We directly modify the following parts of the py_entitymatching, such modified package can be found on GitHub: py_entitymatching.
- On py_entitymatching, in feature/tokenizer.py. We change the function "**_make_tok_delim**", add the case that "d" is a list.
- On py_entitymatching, in blocker/rule_based_blocker.py. We change the function "**block_tables**", add the case to remove "PARSE_EXP" in "l_proj_attrs" as well as "r_proj_attrs".
- On py_entitymatching, in feature/autofeaturegem.py. We change the function "**_get_feat_lkp_tbl**", modify the default generated features for all types of attributes.
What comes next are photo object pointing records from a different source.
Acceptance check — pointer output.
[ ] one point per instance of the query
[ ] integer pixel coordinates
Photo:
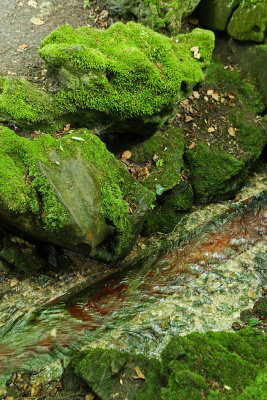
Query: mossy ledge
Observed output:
(214, 365)
(60, 191)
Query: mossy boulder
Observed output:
(128, 77)
(215, 365)
(249, 21)
(212, 366)
(158, 15)
(70, 192)
(243, 19)
(113, 374)
(216, 14)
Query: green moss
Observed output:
(109, 372)
(127, 70)
(216, 361)
(21, 101)
(213, 172)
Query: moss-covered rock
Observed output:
(249, 21)
(216, 14)
(112, 374)
(128, 72)
(214, 173)
(243, 19)
(170, 208)
(62, 192)
(158, 15)
(212, 366)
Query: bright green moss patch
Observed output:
(128, 70)
(212, 366)
(213, 172)
(21, 101)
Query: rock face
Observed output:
(61, 192)
(155, 14)
(243, 19)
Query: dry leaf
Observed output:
(103, 14)
(211, 129)
(37, 21)
(126, 155)
(32, 3)
(193, 21)
(231, 131)
(194, 49)
(140, 373)
(22, 47)
(188, 118)
(67, 128)
(215, 96)
(13, 282)
(192, 145)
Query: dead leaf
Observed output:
(193, 21)
(103, 14)
(192, 145)
(139, 373)
(215, 96)
(211, 129)
(67, 128)
(37, 21)
(126, 155)
(231, 131)
(194, 49)
(32, 3)
(188, 118)
(13, 282)
(22, 47)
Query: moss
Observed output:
(26, 188)
(21, 101)
(213, 172)
(127, 70)
(169, 210)
(109, 372)
(215, 360)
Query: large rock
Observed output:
(128, 77)
(155, 14)
(243, 19)
(215, 14)
(249, 21)
(70, 192)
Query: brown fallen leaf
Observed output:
(194, 49)
(211, 129)
(139, 373)
(188, 118)
(231, 131)
(215, 96)
(192, 145)
(126, 155)
(37, 21)
(22, 47)
(193, 21)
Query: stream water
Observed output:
(199, 284)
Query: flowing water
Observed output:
(201, 283)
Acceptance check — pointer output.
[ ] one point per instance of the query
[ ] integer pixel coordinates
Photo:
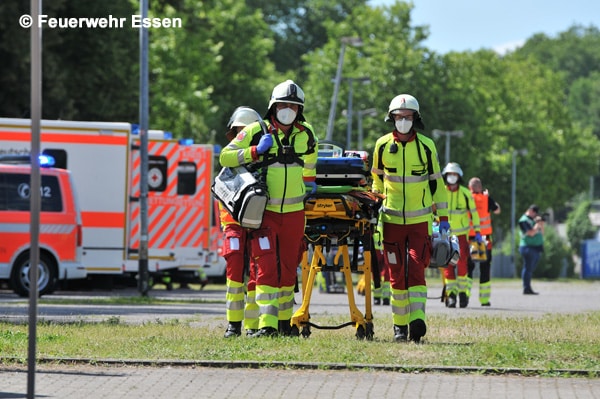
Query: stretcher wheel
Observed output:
(360, 332)
(306, 331)
(370, 332)
(294, 332)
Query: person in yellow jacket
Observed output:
(485, 205)
(287, 156)
(406, 171)
(240, 296)
(462, 214)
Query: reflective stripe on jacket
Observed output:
(462, 211)
(482, 203)
(285, 181)
(410, 178)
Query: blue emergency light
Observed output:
(46, 161)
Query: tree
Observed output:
(579, 225)
(202, 72)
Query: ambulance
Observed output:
(105, 161)
(60, 226)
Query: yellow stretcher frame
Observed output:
(336, 223)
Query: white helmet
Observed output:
(405, 101)
(445, 249)
(287, 92)
(243, 116)
(452, 167)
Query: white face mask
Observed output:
(286, 116)
(451, 179)
(403, 126)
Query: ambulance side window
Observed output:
(17, 191)
(60, 157)
(186, 178)
(157, 173)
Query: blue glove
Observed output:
(312, 185)
(265, 143)
(478, 238)
(444, 227)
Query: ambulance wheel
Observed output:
(370, 332)
(47, 275)
(360, 332)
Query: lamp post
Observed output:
(513, 200)
(364, 80)
(361, 113)
(437, 133)
(353, 41)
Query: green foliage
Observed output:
(542, 97)
(202, 72)
(556, 258)
(579, 225)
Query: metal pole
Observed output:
(336, 88)
(35, 184)
(513, 200)
(360, 134)
(143, 274)
(349, 129)
(447, 147)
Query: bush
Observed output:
(579, 226)
(556, 256)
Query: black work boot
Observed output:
(265, 332)
(417, 330)
(400, 333)
(463, 299)
(234, 329)
(285, 328)
(451, 301)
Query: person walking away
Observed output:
(485, 205)
(288, 153)
(462, 214)
(406, 170)
(240, 299)
(531, 244)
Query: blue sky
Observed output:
(461, 25)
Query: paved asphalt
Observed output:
(169, 381)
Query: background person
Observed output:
(485, 205)
(240, 297)
(406, 171)
(531, 244)
(462, 214)
(288, 157)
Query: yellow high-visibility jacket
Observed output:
(409, 175)
(462, 211)
(286, 170)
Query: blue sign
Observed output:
(590, 259)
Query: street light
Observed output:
(437, 133)
(353, 41)
(364, 80)
(513, 201)
(361, 113)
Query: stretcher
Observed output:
(344, 219)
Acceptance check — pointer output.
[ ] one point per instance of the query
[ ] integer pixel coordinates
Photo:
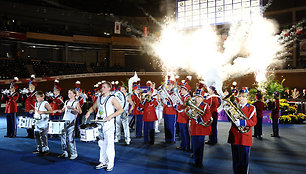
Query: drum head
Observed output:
(121, 98)
(89, 125)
- On py_entitymatching, in feature/autofeaturegen.py. We change the function "**conv_fn_str_to_obj**", add the case to check if "f" in "fn_tup" is None.
Also for py_stringmatching:
- On py_stringmatching, in tokenizer/qgram_tokenizer. We change the function "**tokenize**" under the class "**QgramTokenizer**" to eliminate the q-gram tokens which are not alphanumeric
At last, it is worth to mention that we installed Megallen packages on serval different Linux meachines and found it may fail due to following reasons:
- py_stringmatching needs numpy < 0.2.0 due to a new recent release.
- py_stringsimjoin can only be installed by building source code since the source release on PyPI is missing cythonize.py (not sure if it is fixed now, please try pip install first).